Si vous êtes manager de proximité, ne le confondez pas à outrance mais relevez ses erreurs et faites-lui en part en face à face. Concomitamment, faites savoir à la direction la situation afin qu’elle prenne également ses responsabilités. Votre feedback doit être objectif et non épidermique. Et le prendre en grippe vous empêcherai de réaliser votre métier de manager correctement. Votre responsabilité est de faire savoir les difficultés internes, c’est votre rôle d’alerte. Passée cette étape, vous n’êtes plus responsable de la situation, sauf à en assurer le suivi.
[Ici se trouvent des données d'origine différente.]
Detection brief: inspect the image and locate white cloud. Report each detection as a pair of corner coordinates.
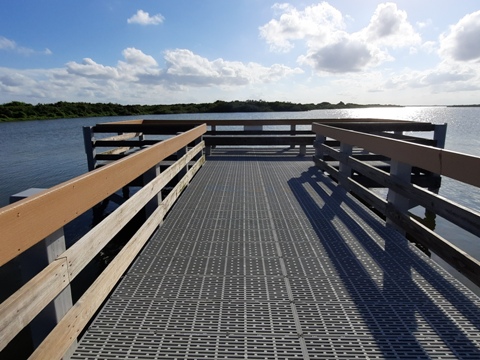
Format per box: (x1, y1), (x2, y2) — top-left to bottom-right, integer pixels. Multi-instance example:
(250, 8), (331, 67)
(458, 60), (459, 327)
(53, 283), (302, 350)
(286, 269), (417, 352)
(0, 36), (17, 50)
(122, 48), (158, 67)
(259, 2), (421, 74)
(362, 3), (421, 48)
(127, 10), (165, 25)
(0, 36), (52, 56)
(66, 58), (118, 79)
(440, 11), (480, 61)
(0, 48), (302, 103)
(165, 49), (302, 87)
(259, 2), (345, 52)
(299, 38), (373, 73)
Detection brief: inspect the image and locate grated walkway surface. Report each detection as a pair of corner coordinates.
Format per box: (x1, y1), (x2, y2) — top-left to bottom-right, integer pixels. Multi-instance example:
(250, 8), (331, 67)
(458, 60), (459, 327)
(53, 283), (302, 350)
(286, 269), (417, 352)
(73, 149), (480, 359)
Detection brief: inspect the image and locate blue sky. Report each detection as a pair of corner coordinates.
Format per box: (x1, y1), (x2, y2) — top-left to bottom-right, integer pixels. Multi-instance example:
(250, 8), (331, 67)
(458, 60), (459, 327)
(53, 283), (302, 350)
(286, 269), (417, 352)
(0, 0), (480, 105)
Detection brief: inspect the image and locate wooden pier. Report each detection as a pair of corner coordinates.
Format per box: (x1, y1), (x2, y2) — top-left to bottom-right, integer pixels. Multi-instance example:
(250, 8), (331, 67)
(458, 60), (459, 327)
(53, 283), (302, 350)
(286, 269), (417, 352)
(0, 120), (480, 359)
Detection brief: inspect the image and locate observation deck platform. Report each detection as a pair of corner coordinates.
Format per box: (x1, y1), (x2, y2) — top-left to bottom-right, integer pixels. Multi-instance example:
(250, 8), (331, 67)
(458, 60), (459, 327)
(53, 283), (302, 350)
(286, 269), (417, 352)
(72, 148), (480, 359)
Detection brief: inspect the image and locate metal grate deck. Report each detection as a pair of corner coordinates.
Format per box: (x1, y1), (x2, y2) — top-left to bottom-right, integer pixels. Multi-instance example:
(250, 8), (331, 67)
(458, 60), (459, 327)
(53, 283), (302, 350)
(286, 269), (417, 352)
(73, 149), (480, 359)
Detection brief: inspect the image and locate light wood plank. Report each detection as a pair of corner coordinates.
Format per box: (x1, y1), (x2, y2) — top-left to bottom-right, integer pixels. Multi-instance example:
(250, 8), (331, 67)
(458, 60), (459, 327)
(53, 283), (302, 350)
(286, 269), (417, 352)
(312, 124), (480, 187)
(62, 142), (205, 279)
(30, 157), (205, 359)
(0, 125), (206, 266)
(0, 258), (70, 351)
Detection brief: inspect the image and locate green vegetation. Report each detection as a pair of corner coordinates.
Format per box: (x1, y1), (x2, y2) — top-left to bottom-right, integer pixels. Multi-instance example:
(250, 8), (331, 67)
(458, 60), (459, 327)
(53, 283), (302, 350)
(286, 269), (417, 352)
(0, 100), (400, 122)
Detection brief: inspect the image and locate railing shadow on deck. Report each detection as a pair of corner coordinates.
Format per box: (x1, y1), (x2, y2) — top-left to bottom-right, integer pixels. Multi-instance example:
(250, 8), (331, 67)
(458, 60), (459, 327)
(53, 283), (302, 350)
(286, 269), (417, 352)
(288, 167), (480, 358)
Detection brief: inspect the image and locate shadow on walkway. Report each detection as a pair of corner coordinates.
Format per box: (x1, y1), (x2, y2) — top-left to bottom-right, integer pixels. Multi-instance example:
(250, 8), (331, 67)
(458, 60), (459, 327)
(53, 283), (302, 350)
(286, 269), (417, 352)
(288, 167), (480, 359)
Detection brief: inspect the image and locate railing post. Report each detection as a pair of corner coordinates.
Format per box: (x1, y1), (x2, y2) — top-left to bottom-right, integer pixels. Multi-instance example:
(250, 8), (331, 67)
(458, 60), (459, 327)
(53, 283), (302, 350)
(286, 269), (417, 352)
(339, 143), (353, 190)
(290, 124), (296, 148)
(193, 136), (203, 161)
(433, 124), (447, 149)
(314, 134), (327, 160)
(83, 126), (97, 171)
(10, 188), (77, 358)
(143, 164), (162, 220)
(177, 133), (188, 181)
(387, 160), (412, 234)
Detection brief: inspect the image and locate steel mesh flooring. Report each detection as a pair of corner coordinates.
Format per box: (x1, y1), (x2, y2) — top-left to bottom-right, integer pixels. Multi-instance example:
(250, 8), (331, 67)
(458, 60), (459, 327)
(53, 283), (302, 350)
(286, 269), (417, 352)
(73, 149), (480, 359)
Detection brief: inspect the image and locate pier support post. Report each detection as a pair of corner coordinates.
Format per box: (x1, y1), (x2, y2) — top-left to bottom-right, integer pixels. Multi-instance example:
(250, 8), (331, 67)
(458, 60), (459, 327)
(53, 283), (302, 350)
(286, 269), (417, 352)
(143, 164), (162, 220)
(290, 125), (296, 148)
(314, 134), (327, 160)
(339, 143), (353, 191)
(387, 160), (412, 234)
(177, 133), (188, 181)
(83, 126), (97, 171)
(10, 188), (77, 359)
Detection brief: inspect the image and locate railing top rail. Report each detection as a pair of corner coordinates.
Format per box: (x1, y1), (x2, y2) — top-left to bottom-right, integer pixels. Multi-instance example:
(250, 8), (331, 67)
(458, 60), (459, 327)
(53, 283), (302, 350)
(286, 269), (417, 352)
(312, 124), (480, 187)
(0, 124), (206, 266)
(96, 118), (420, 128)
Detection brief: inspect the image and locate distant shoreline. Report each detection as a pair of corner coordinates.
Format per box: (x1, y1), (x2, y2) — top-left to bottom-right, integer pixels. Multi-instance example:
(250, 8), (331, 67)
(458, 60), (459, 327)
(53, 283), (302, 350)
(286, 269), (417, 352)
(0, 100), (403, 122)
(0, 100), (480, 122)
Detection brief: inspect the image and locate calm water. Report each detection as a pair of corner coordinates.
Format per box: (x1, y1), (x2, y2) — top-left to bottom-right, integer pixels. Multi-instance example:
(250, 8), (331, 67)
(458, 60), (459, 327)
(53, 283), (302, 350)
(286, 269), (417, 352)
(0, 107), (480, 258)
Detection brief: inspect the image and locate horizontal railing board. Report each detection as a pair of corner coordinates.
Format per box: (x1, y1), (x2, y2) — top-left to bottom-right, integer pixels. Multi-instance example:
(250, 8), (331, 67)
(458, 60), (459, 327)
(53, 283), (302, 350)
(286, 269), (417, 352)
(0, 125), (206, 266)
(0, 142), (205, 350)
(204, 135), (315, 146)
(313, 124), (480, 187)
(93, 139), (161, 148)
(110, 118), (420, 126)
(322, 145), (480, 237)
(314, 152), (480, 286)
(206, 129), (314, 136)
(0, 258), (70, 351)
(97, 133), (142, 141)
(30, 157), (205, 359)
(63, 142), (204, 279)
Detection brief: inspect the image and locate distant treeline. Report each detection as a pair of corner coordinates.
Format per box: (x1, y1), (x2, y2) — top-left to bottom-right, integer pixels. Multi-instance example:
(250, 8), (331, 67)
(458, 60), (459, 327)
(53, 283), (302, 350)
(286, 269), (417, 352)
(0, 100), (395, 121)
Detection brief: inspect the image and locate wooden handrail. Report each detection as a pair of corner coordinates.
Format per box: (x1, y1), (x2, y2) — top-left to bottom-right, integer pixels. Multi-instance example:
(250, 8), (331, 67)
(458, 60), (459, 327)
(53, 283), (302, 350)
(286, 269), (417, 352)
(312, 124), (480, 286)
(312, 124), (480, 187)
(0, 125), (206, 359)
(0, 125), (206, 266)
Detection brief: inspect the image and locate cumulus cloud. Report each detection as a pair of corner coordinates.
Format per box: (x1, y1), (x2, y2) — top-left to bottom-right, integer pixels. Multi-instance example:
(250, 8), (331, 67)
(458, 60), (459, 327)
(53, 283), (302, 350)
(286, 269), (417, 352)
(259, 2), (345, 52)
(0, 36), (52, 56)
(127, 10), (165, 25)
(66, 58), (118, 79)
(259, 2), (421, 73)
(299, 38), (372, 73)
(0, 47), (302, 103)
(165, 49), (302, 86)
(362, 3), (421, 48)
(440, 11), (480, 61)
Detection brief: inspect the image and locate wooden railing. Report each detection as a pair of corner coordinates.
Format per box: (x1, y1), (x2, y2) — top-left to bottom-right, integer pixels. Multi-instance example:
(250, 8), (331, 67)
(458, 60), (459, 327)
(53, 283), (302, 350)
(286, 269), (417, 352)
(313, 124), (480, 286)
(84, 119), (435, 162)
(0, 125), (206, 359)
La décision ne vous revient pas.
Si vous êtes un N++…, votre responsabilité est de vérifier ces manquements et soutenir vos encadrants de proximité en mettant des actions en oeuvre :
- tutorat : par une personne pédagogue du service et dont la compétence est avérée et reconnue de tous afin que le tutoré puisse profiter de son aura. Il est évident qu’il faudra donner au tuteur les consignes adéquates à la situation et lui demander un retour de cette période de tutorat.
- formation : en interne ou en externe, mettez un nom sur les compétences à acquérir et chercher le prestataire idéal.
- coaching : selon l’imposture, vous pouvez faire appel à un coach pour l’aider.
- procédure disciplinaire : il n’est pas aisé d’en arriver là mais c’est votre responsabilité. Certains manquements sont des fautes professionnelles préjudiciables et doivent être sanctionnées.
En tant que RH, votre rôle est notamment d’accompagner le manager de proximité et N++… dans leurs missions et leurs actions pour remédier à cette imposture. Les RH doivent être également force de proposition et soutien de l’imposteur ET de la ligne hiérarchique pour permettre à chacun de trouver la solution idéale.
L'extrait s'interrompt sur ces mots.